Guiraudie’s eighth feature “fuses the more naturalistic register of Stranger by the Lake (2013) with the farcical, fabulist tendencies of such films as No Rest of the Brave (2003) and The King of Escape (2009),” writes Lawrence Garcia at In Review Online. “It is the finest showcase to date of Guiraudie’s uncanny ability to not just establish a coherent film-world, but continually transform the relations between the real and the imaginary that make it possible.”
All of Guiraudie’s films “pullulate with folks who share a near-molecular relationship with the places they inhabit,” writes Leonardo Goi at the Film Stage. “Which is to say that forests, lakes, and hills never operate as simple backgrounds, but in the same way landscapes do in Romantic paintings: as extensions of the characters’ inner lives, canvases that reflect and refract their tempestuous emotions.”
Misericordia takes a turn after a murder in the woods. “Foraging for roots with magical properties propelled The King of Escape into fantasy,” writes Filmmaker’s Vadim Rizov, noting that “here, digging for fungi redirects the movie into thriller terrain—and, no less than David Fincher, Guiraudie can cut coverage of a conversation around a dinner table into something sneakily nerve-wracking and emphatically timed.”
Misericordia is “typically spiked with contradiction, absurdity, and touches of jovial raunchiness,” writes Jonathan Romney for Screen. “There is also a philosophical streak that suggests that Guiraudie, as well as using the thriller framework in the way of Claude Chabrol and Georges Simenon, is also channeling those French Catholic novelists who once inspired films like Under the Sun of Satan, Diary of a Country Priest, and Thérèse Desqueyroux.”
“True to the religious implications of its title, evoking the Christian imperative to compassion and mercy, Misericordia slowly reveals itself as an interrogation of individual and collective guilt,” writes Giovanni Marchini Camia for Film Comment, and he asks Guiraudie about how his Catholic upbringing seems to be increasingly informing his work—and about how the screenplay for Misericordia branched off and away from his 2021 novel Rabalaïre.

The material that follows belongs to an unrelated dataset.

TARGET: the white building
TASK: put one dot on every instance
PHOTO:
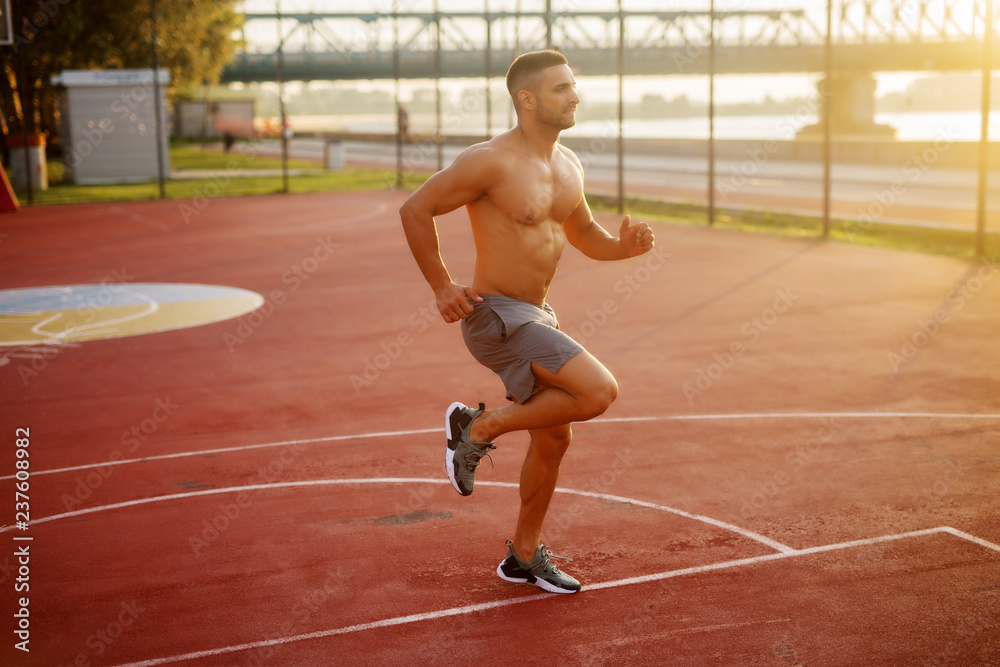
(109, 125)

Writing his novels, “I work by adding, adding, adding. In cinema, I remove, remove, remove,” says Guiraudie. “I’ll admit that when we were shooting and [the priest] says, ‘We’re all responsible, even if it’s far from home,’ I thought a lot about Gaza. But it was written much earlier and these questions of guilt vis-à-vis the world’s misfortune, of conscience and culpability, have been around for a long time: how can I live my life and let this happen? We all manage to let it happen. The priest takes on a lot of my personal troubles, my questions, my inner conflict between tradition and modernity—or rather, my desire to be modern, to have a strong relationship with the present moment, and still live out my desires. In fact, he’s my favorite character, in both the novel and the film.”